By Harry S. Dent Jr., Senior Editor, Survive & Prosper
3.20.2014
For two years now, I’ve been warning in our Boom & Bust newsletter that China is going to be the ultimate and largest trigger for the next global financial crisis… a crisis that will be deeper and last longer than the first one that governments quickly combatted with unprecedented quantitative easing and bailouts.
And the cracks in the greatest bubble in modern history are finally starting to show.
George Soros warned late last year that China’s subprime lending was starting to look like the U.S. just before its crisis.
Now Leland Miller, President of China Beige Book International, is warning that 2014 will be the year of defaults for China.
Defaults will occur in trust products… wealth-management products… corporate bonds… and even some government bonds.
China’s subprime lending has mushroomed to more than $2 trillion in the last five years.
Its corporate bond market now totals $4.2 trillion.
Its total credit has surged from $9 trillion to $23 trillion since late 2008, or 250% of GDP.
Once again, additional borrowing and spending adds very little to GDP…
Just like it was, right before our subprime crisis, right now every dollar of debt China incurs adds only 15 cents to its GDP. At the height of our crisis in 2009, each additional dollar of debt created 85 cents of GDP.
China is currently getting very little bang for its borrowed buck.
As I always say: Debt is like a drug.
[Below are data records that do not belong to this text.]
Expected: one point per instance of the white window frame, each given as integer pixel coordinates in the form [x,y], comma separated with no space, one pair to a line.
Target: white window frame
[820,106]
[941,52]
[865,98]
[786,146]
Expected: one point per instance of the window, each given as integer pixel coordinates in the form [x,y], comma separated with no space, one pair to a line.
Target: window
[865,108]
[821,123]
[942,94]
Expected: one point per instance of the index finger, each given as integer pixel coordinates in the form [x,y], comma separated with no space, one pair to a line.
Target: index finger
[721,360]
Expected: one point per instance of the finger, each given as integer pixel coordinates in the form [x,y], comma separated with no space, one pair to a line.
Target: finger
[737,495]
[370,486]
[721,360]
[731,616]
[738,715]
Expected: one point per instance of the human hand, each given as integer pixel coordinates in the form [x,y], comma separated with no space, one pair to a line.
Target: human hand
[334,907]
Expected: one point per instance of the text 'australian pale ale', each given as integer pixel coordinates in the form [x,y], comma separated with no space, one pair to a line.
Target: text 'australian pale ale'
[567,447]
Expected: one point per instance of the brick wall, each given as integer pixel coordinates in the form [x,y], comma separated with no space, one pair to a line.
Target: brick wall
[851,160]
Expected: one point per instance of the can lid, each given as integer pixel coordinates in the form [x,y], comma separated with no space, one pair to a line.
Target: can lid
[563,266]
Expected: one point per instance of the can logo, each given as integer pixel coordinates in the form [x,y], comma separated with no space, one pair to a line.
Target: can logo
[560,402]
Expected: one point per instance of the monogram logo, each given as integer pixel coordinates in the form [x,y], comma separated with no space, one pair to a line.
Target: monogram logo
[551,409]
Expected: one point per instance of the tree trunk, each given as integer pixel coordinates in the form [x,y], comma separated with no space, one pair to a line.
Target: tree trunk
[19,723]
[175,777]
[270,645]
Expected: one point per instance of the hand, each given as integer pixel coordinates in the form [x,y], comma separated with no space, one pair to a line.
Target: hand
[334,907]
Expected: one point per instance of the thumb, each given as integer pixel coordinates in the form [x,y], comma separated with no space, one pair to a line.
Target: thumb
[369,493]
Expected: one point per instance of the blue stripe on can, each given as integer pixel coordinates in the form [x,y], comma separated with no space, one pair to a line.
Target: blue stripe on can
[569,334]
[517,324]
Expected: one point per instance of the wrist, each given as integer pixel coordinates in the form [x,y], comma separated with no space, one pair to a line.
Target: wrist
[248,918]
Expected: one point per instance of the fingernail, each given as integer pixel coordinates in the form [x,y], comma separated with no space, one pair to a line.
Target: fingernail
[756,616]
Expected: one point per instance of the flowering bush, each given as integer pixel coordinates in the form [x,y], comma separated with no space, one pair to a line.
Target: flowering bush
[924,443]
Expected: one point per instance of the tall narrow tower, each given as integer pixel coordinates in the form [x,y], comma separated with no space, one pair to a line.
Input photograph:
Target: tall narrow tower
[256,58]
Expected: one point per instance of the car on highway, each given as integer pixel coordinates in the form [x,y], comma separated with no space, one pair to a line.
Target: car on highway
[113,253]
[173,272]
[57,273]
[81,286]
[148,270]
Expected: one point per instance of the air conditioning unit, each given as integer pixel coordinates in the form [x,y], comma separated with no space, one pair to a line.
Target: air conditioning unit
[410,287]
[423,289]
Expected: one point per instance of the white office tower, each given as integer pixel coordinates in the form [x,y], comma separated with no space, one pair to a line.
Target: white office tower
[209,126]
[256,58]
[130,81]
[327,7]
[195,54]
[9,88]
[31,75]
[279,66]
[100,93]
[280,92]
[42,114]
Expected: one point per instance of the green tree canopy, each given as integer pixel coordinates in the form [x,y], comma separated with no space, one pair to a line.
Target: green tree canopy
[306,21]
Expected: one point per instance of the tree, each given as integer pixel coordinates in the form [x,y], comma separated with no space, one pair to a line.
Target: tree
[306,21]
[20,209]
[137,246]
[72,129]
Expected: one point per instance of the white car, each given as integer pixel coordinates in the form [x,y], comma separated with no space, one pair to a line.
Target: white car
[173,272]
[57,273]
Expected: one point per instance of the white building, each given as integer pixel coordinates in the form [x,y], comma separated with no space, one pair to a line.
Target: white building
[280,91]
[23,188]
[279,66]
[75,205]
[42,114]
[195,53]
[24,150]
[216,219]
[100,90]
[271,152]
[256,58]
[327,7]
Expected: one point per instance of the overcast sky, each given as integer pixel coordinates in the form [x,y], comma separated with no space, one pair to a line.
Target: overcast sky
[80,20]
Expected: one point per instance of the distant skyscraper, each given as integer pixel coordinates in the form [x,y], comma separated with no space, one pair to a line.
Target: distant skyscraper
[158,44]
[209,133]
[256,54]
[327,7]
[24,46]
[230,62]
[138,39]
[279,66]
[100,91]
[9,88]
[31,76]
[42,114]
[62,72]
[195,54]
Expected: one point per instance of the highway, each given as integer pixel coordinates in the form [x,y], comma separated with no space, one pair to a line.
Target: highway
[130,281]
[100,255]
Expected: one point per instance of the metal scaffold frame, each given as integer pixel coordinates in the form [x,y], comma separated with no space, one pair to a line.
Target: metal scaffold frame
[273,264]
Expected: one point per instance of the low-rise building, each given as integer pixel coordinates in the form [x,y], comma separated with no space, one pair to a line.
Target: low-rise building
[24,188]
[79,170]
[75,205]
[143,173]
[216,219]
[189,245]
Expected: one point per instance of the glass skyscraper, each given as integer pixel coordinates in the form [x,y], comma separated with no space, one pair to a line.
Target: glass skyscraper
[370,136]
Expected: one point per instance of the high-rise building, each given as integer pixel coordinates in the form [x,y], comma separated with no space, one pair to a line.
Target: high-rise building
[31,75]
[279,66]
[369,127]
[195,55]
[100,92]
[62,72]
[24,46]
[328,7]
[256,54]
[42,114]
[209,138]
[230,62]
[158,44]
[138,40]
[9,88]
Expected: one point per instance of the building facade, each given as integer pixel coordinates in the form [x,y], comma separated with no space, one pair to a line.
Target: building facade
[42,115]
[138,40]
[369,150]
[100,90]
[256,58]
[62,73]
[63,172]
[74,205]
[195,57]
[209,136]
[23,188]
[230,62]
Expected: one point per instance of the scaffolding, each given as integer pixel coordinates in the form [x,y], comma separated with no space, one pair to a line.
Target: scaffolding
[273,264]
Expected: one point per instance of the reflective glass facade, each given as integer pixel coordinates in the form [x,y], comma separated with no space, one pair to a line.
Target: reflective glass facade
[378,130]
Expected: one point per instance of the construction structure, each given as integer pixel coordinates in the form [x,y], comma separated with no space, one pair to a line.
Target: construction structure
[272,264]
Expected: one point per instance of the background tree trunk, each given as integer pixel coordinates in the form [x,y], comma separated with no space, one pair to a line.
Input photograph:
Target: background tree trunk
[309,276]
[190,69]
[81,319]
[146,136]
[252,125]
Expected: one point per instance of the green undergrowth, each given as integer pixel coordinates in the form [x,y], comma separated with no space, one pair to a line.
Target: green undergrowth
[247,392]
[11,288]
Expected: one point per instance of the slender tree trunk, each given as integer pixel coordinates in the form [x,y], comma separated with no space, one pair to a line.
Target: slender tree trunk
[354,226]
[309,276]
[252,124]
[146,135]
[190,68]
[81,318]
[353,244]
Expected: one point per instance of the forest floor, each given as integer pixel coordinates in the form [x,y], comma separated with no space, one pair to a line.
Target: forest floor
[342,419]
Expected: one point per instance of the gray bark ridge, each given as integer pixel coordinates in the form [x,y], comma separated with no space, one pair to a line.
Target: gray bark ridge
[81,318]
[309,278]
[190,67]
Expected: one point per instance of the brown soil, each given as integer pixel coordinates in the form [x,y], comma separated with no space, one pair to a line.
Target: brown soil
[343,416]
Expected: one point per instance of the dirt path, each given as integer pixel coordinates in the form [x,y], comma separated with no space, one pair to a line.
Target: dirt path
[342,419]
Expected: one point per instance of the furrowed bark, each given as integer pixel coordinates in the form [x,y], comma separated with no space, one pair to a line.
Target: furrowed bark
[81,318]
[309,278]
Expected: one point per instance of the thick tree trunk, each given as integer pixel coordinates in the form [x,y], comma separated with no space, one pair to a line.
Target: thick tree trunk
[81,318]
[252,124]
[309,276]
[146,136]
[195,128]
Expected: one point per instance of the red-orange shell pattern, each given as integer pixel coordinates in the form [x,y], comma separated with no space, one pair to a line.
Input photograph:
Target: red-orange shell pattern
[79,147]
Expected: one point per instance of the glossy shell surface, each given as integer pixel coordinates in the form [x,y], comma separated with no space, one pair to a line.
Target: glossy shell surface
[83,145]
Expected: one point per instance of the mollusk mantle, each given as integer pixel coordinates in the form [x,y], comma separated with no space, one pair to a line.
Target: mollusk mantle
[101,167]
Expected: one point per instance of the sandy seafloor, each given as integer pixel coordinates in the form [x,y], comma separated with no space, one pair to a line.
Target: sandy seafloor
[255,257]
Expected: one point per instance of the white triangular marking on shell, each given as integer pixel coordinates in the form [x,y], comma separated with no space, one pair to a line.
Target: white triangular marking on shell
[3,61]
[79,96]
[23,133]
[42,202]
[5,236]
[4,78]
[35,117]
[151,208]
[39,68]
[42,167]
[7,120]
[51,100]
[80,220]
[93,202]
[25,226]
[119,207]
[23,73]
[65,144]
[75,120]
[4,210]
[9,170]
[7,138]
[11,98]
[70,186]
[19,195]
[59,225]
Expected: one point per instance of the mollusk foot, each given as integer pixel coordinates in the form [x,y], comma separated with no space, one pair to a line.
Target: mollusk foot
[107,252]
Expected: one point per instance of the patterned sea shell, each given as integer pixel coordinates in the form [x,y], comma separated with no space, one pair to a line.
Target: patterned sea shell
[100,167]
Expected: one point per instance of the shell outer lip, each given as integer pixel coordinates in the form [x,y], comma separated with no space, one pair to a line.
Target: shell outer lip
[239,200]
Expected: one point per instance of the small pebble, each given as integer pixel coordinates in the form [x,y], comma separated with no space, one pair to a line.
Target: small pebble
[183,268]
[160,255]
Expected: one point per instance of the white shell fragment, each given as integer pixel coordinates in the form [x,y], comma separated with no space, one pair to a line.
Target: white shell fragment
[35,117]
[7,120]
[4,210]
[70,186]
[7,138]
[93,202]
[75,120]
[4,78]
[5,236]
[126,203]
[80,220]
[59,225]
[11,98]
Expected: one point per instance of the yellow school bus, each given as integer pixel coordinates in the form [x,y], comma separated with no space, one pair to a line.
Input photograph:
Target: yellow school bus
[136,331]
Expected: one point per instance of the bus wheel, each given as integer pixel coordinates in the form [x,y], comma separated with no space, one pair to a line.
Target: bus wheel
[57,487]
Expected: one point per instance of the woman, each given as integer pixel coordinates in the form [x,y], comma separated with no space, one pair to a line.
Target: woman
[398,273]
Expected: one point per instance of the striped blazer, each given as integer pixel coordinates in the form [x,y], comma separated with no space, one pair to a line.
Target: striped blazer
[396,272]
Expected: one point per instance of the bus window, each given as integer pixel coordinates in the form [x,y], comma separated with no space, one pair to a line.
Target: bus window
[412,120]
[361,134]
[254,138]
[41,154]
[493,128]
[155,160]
It takes more and more to create less and less effect until the system fails.
Now, China’s system is starting to fail… and the bubble is starting to blow up and the fallout will affect us all.
As Miller warns, this is a different China than that of the past two decades. The government understands that it has to slow growth after massively overbuilding and inflating bubbles.
This, he warns, will impact China’s neighbors — places like South Korea, Japan, and Australia (where I recently issued strong warnings about the China burst) — more than most people assume.
Societe Generale’s analyst, Albert Edwards, warns: “Australia is a leveraged time bomb waiting to blow up. It is not a CDO (meaning collateralized debt obligation), it is a CDO squared. All we have in Australia is, at its simplest, a credit bubble (consumer debt) built upon a commodity boom, dependent for its sustenance on an even greater credit bubble in China.”
Exactly!
Already, an agricultural financial co-op has closed its doors, and depositors couldn’t withdraw their money. And a China Credit Trust wealth-management product of $496 million blew up.
The Chinese government bailed them out.
Then, on March 7, China saw its first corporate bond default, when Shanghai Chaori Solar defaulted on its bond payments. It’s unlikely the government will bail it out.
The government wants to reign in the subprime lending that has spiraled out of control. But can it slow down lending and allow defaults without creating a snowball effect?
I don’t think so. Not with the extreme real estate and debt bubble.
No government has ever been able to wind down a major bubble without a crash. Bubbles don’t correct… they don’t have soft landings… they burst!
But finally the sign I have most been waiting for…
A Chinese developer, Zhejiang Xingrun Real Estate Company just defaulted on $567 million of its debt to 15 banks, including 29% of it to China Construction Bank.
Now we’re talking.
Chinese developers are highly leveraged. They have massively overbuilt everything, with the encouragement and backing of the central and local governments, and with rising subprime lending from wealth-management products searching for yield (sound familiar?).
This is where I expect the greatest acceleration of defaults to come from, that then prompt real estate declines… then further defaults in wealth-management products… and so on.
Nomura Holdings, Inc. now warns what I’ve been saying for years: “There is a high risk of a sharp correction in real estate prices due to oversupply.”
Well duh!
Mark my words: The China bubble is going to blow up and when it does, the country’s economy and market will fall over like a dead elephant. There is no chance of a soft landing here.
How much is central bank easing in the U.S., or Europe, or Japan, going to help when Chinese wealth implodes even faster than Japanese wealth did when its stock and real estate bubble burst?
Not much.
Even worse, the most aggressive buyers bidding up real estate in the most bubbly cities — like London, New York, San Francisco, L.A., Vancouver, Singapore, Sydney, and Melbourne — are Chinese.
That means we’re not just going to see the China real estate and debt bubble burst, but real estate and debt bubbles around the world.
Get ready for the great deflation of 2014 to 2019.